History could be made tonight when six numbers are called out in the Mega Millions lottery, with the lucky winner pocketing an estimated $1.58 billion prize — the largest in that draw’s history.
Should someone win, they would have the option of cashing out for a $783.3-million lump sum or taking a 30-year annuity for the total prize.
The jackpot is the third largest in United States lottery history, surpassing the previous $1.537 billion total a South Carolina woman won in 2018. That anonymous person, however, took home a larger lump sum of $877.78 million.
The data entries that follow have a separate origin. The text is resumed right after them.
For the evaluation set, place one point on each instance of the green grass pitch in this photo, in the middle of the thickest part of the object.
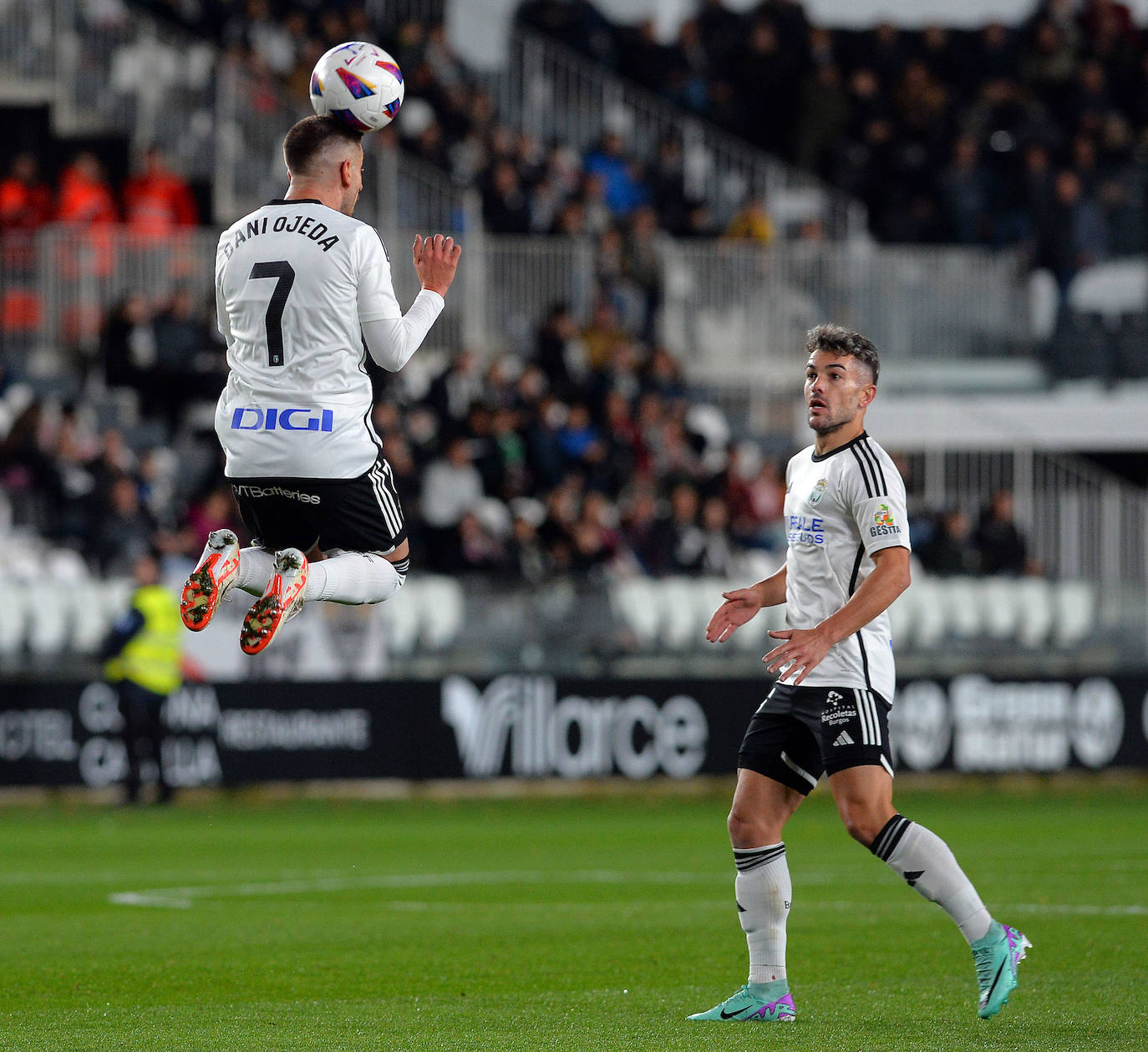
(590, 923)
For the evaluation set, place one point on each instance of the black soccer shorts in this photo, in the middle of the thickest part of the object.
(800, 733)
(353, 515)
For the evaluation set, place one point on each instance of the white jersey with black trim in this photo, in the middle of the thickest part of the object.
(840, 509)
(294, 282)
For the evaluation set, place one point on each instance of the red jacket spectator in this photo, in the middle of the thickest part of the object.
(25, 203)
(157, 200)
(85, 196)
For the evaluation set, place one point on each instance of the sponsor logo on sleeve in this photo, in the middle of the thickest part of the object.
(884, 524)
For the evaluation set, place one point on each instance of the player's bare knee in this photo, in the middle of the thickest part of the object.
(749, 831)
(861, 824)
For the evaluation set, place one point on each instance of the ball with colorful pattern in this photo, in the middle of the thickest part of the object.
(359, 84)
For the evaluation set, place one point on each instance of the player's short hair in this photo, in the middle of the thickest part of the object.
(307, 140)
(838, 340)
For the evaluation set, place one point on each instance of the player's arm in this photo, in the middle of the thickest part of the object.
(392, 341)
(743, 604)
(803, 649)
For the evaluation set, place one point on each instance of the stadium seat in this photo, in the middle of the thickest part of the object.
(680, 622)
(1114, 288)
(442, 611)
(402, 619)
(1074, 611)
(999, 601)
(49, 620)
(89, 618)
(963, 607)
(929, 612)
(13, 617)
(636, 607)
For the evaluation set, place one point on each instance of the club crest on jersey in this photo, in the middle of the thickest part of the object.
(251, 418)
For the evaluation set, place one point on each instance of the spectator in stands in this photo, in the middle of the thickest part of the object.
(85, 194)
(678, 542)
(561, 352)
(967, 194)
(128, 343)
(186, 368)
(999, 542)
(1076, 236)
(157, 200)
(505, 209)
(949, 551)
(143, 658)
(752, 223)
(123, 531)
(642, 267)
(25, 201)
(623, 186)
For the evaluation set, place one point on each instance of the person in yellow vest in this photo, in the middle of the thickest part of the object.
(144, 659)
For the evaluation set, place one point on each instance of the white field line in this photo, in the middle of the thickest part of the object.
(181, 898)
(184, 898)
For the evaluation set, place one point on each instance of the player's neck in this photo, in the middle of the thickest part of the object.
(841, 436)
(304, 191)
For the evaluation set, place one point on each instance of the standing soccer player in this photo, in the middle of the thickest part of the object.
(301, 287)
(847, 561)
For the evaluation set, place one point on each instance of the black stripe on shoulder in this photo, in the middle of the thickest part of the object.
(856, 569)
(875, 464)
(384, 244)
(865, 471)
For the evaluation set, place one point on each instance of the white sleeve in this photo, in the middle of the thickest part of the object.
(876, 499)
(221, 321)
(392, 337)
(393, 341)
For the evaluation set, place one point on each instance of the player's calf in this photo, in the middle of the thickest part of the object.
(211, 580)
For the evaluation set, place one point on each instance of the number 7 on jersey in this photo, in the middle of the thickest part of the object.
(285, 273)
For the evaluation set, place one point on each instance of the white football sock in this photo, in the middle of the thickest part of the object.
(255, 570)
(353, 578)
(927, 864)
(764, 892)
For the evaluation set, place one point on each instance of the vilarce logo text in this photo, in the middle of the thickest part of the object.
(521, 719)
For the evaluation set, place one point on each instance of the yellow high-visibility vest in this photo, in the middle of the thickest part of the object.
(152, 657)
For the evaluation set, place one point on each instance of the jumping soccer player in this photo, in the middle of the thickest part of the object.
(849, 558)
(301, 286)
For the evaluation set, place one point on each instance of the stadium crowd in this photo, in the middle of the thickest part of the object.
(1034, 135)
(588, 456)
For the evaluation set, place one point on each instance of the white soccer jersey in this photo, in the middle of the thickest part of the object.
(294, 282)
(840, 509)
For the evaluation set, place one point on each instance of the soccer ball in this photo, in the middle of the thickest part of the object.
(358, 84)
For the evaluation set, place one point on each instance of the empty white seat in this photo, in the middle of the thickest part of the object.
(963, 607)
(13, 616)
(442, 611)
(1034, 611)
(1074, 611)
(48, 624)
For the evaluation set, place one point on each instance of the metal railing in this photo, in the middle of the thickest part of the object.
(1079, 521)
(556, 94)
(734, 308)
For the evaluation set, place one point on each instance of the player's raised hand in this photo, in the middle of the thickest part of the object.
(739, 607)
(435, 261)
(801, 650)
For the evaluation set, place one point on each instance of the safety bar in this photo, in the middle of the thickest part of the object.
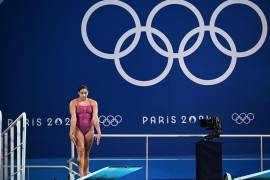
(147, 136)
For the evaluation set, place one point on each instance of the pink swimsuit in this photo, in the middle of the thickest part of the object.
(84, 117)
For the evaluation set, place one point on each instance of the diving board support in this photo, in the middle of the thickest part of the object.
(111, 172)
(255, 175)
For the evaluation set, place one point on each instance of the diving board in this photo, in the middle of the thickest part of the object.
(111, 172)
(259, 175)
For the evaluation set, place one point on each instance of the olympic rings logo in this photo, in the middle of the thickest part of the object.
(243, 118)
(182, 53)
(110, 120)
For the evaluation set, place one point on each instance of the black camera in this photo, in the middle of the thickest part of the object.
(213, 124)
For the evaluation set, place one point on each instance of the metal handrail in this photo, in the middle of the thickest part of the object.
(20, 147)
(13, 123)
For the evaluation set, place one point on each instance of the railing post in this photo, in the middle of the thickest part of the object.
(146, 158)
(261, 153)
(6, 156)
(1, 148)
(18, 150)
(12, 153)
(24, 146)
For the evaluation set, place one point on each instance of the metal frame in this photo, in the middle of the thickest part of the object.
(147, 136)
(20, 148)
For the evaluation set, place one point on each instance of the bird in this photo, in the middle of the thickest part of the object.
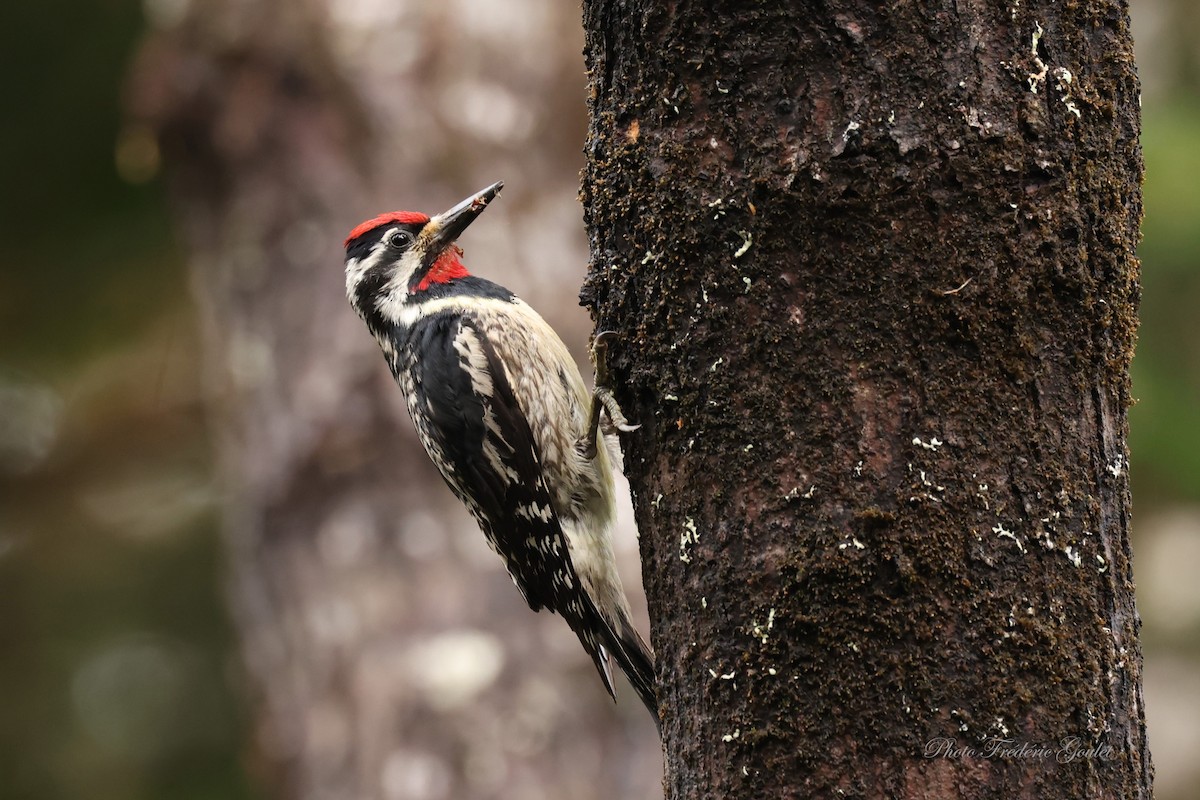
(503, 413)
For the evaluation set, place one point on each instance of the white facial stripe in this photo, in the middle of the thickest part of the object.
(358, 268)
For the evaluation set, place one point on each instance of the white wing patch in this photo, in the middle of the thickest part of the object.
(474, 360)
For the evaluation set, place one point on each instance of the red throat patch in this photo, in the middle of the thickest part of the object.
(445, 269)
(389, 218)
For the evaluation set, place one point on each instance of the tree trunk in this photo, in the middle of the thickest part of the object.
(873, 268)
(385, 650)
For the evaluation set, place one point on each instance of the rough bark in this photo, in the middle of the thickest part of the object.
(385, 651)
(873, 268)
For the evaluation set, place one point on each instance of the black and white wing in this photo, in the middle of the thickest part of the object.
(479, 437)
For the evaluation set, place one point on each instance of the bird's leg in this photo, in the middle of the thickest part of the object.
(601, 396)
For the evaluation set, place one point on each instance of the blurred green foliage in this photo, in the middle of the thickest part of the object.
(114, 645)
(1164, 431)
(115, 653)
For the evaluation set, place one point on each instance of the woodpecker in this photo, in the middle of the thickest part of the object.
(505, 416)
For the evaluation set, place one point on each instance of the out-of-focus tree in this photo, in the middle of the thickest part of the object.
(388, 653)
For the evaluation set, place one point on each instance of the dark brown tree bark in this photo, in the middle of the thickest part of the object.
(873, 266)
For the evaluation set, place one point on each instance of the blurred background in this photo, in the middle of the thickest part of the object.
(123, 282)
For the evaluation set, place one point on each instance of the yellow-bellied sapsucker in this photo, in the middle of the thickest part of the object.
(505, 416)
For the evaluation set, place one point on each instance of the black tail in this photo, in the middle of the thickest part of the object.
(633, 655)
(637, 662)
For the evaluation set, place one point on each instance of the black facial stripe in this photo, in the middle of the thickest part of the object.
(363, 245)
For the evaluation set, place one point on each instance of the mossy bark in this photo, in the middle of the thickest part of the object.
(874, 275)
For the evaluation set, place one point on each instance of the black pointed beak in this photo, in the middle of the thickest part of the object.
(447, 227)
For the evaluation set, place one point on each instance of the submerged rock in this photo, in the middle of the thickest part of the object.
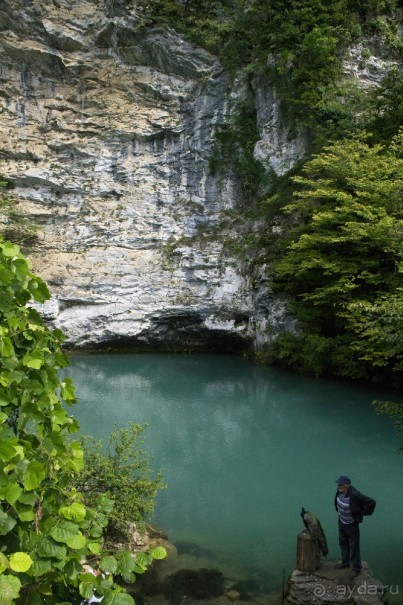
(330, 586)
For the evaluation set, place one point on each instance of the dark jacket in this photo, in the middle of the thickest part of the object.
(357, 502)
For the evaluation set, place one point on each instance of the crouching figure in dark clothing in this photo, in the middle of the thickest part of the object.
(351, 505)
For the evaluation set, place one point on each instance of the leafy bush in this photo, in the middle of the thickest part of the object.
(122, 473)
(343, 267)
(46, 528)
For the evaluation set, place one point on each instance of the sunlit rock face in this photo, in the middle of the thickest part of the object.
(107, 129)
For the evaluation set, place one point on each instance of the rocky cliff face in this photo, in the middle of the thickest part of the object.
(107, 132)
(107, 129)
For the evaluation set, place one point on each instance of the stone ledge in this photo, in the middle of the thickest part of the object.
(330, 586)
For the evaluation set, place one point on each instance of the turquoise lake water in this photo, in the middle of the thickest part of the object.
(242, 448)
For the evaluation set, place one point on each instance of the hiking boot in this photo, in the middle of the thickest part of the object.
(354, 573)
(341, 566)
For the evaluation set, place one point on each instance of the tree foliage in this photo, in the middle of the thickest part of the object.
(122, 472)
(47, 529)
(343, 265)
(14, 226)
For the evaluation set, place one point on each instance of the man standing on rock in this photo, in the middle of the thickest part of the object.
(350, 505)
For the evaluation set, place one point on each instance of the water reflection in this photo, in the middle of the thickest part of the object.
(243, 448)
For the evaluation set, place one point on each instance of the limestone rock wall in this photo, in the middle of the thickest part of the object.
(107, 130)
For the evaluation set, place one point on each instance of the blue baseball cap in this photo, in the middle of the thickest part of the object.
(343, 480)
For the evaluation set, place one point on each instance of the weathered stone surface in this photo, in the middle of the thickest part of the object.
(107, 130)
(330, 586)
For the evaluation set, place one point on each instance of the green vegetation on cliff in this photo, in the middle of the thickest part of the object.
(341, 264)
(48, 527)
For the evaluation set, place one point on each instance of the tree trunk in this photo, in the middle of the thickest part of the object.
(308, 556)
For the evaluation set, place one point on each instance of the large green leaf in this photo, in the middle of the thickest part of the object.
(64, 531)
(20, 561)
(34, 474)
(40, 567)
(67, 390)
(7, 451)
(75, 512)
(77, 542)
(108, 564)
(4, 563)
(158, 553)
(26, 513)
(50, 548)
(6, 523)
(9, 589)
(118, 598)
(13, 492)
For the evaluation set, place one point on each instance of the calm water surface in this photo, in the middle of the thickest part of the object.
(243, 448)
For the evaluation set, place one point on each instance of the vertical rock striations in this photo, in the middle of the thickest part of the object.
(107, 131)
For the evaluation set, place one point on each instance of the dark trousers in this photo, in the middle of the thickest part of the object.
(349, 540)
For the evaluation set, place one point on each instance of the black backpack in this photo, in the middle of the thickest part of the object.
(368, 507)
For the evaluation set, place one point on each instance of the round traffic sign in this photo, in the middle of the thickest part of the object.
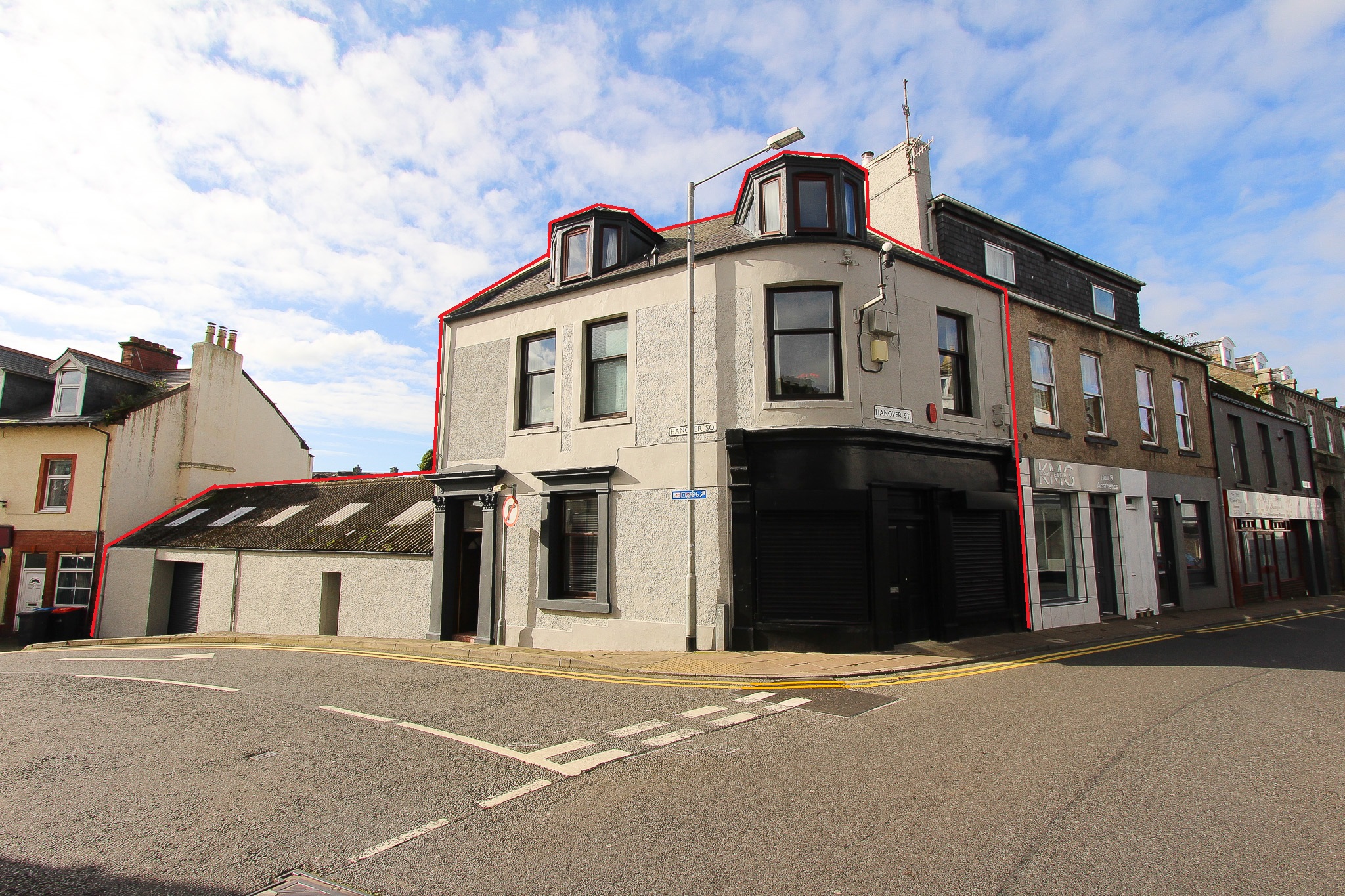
(510, 511)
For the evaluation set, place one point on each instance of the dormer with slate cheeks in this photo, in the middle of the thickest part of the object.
(803, 195)
(598, 241)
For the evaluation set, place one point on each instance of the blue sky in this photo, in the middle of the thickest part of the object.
(326, 178)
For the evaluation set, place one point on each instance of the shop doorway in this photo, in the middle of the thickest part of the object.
(1103, 558)
(1165, 551)
(908, 580)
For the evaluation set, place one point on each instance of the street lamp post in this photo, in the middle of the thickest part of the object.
(778, 141)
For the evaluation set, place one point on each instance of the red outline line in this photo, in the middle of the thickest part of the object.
(102, 561)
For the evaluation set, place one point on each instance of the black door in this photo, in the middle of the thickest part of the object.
(185, 603)
(468, 582)
(1165, 553)
(1103, 558)
(908, 580)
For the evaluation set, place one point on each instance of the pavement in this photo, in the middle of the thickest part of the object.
(761, 666)
(1207, 762)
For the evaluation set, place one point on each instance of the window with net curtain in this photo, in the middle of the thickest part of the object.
(805, 343)
(607, 370)
(580, 551)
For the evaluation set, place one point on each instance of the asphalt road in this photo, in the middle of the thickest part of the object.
(1206, 763)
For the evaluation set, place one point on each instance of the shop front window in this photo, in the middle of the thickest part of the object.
(1055, 547)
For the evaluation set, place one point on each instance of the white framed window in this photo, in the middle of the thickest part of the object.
(1105, 303)
(1183, 414)
(1094, 410)
(57, 476)
(69, 395)
(1043, 383)
(1147, 416)
(74, 578)
(1000, 264)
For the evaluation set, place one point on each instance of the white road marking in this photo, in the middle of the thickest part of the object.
(703, 711)
(569, 769)
(174, 658)
(163, 681)
(358, 715)
(671, 738)
(518, 792)
(584, 763)
(399, 840)
(735, 719)
(546, 753)
(639, 729)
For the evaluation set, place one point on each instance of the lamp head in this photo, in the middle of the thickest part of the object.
(785, 139)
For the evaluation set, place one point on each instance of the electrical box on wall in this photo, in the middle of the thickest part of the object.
(880, 324)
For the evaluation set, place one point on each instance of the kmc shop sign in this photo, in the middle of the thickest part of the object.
(1061, 476)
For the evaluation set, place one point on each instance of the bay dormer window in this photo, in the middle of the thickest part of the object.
(575, 254)
(814, 203)
(69, 396)
(598, 241)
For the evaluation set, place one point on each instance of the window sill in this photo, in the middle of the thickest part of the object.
(785, 405)
(609, 421)
(575, 605)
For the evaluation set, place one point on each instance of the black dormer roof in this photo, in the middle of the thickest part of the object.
(592, 227)
(794, 177)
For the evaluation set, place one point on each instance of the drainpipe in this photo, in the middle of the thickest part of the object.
(97, 535)
(233, 606)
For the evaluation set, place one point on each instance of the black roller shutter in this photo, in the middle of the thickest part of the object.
(978, 551)
(811, 566)
(185, 606)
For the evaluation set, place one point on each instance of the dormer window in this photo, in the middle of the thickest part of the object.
(68, 398)
(771, 206)
(813, 198)
(611, 247)
(575, 263)
(852, 209)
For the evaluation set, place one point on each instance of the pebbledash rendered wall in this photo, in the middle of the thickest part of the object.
(278, 593)
(648, 548)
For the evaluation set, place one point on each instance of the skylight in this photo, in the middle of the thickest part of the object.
(346, 512)
(284, 515)
(188, 515)
(414, 513)
(233, 515)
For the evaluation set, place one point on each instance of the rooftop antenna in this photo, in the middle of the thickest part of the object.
(906, 110)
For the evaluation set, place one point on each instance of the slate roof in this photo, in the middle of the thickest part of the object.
(26, 364)
(713, 236)
(366, 531)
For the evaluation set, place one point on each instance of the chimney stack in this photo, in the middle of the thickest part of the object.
(148, 356)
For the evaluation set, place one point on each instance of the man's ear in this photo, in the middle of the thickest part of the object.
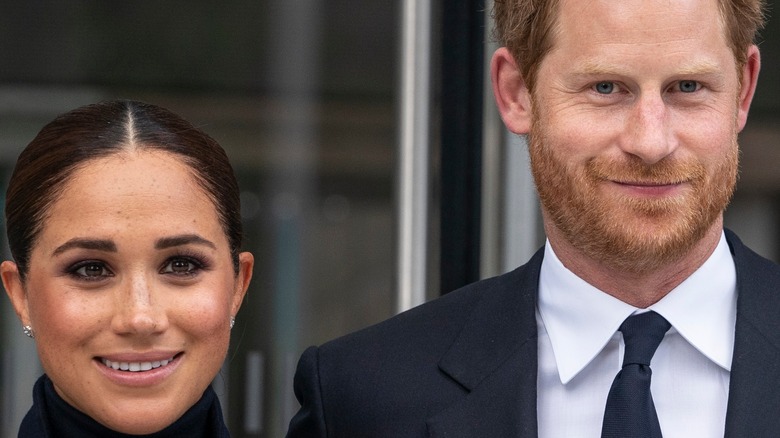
(512, 95)
(12, 281)
(749, 79)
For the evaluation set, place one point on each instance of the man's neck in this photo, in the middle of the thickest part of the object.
(639, 290)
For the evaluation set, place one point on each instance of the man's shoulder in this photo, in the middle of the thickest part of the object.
(434, 325)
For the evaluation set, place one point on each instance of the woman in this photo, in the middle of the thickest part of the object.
(124, 225)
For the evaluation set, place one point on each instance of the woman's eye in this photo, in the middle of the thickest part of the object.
(605, 87)
(92, 270)
(180, 266)
(688, 86)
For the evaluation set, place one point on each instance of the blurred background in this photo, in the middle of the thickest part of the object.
(375, 173)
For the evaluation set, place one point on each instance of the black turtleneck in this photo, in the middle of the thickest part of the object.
(52, 417)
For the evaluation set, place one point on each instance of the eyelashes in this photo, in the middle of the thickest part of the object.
(183, 264)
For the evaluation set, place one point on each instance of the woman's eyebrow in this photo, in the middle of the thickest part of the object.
(84, 243)
(184, 239)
Last November, a California man won the largest jackpot, a Powerball draw worth $2 billion, with a ticket bought in Altadena; he claimed the prize in February.
Winners have up to one year to claim their prize.
Ticket purchases will be cut off at 7:45 p.m., ahead of the drawing at 8 p.m. The drawing will be streamed live on the Mega Millions YouTube page. The multi-jurisdictional lottery is offered in 45 states, the District of Columbia, and the U.S. Virgin Islands.
Tickets cost $2 each and winners must match five white balls numbered between 1 and 70, as well as one golden Mega ball numbered between 1 and 25. The odds of correctly selecting all six winning digits are roughly 1 in 302.6 million.
Carolyn Becker, California Lottery deputy director for public affairs and communications, said the odds are consistent since they’re derived from the total number of possible combinations drawn.
“Those odds don’t change no matter how high the jackpot or how many people play,” she said in a phone interview Tuesday. “More players means more people trying to get a piece of those odds.”
Globally, no jackpots have come close to the prizes offered in the United States.
European prizes do not compare. The Italian SuperEnalotto jackpot this February paid out a European record of 371.1 million euros, or roughly $396 million.
China’s biggest prize was given in June 2012, when a single winner claimed 570 million yuan, which was the equivalent of $89 million. The largest jackpot in Australia’s Oz Lotto was awarded in November 2012 and netted 111 million Australian dollars, which was equivalent to roughly $115.76 million. Brazil’s greatest Mega Sena national jackpot was won in December when five winners split 542 million Brazilian Real, which was then just over $102 million combined.
Today’s Mega Millions tally also dwarfs other gambling records.
An anonymous Los Angeles man claimed the largest Las Vegas slot machine payout in March 2003 when he cashed in on a jackpot of $39.71 million, according to Guinness World Records. The 25-year-old software engineer hit on a Megabucks slot machine at the Excalibur Hotel & Casino.
Iranian Antonio Esfandiari clinched the largest World Series of Poker prize in 2012, outlasting English player Sam Trickett for an $18.3-million purse.
Famed British gambler Harry Findlay bet approximately $227,000 in online bets to capture a roughly $3 million prize in May 2007, the largest horse-racing payout in history.
His countryman, Steve Whiteley, won a little less without wagering nearly as much. The then-60-year-old horse player correctly guessed on six straight winners in March 2011 and turned his roughly $3 bet into a total prize of nearly $2.4 million, the largest pool bet prize in horse racing history.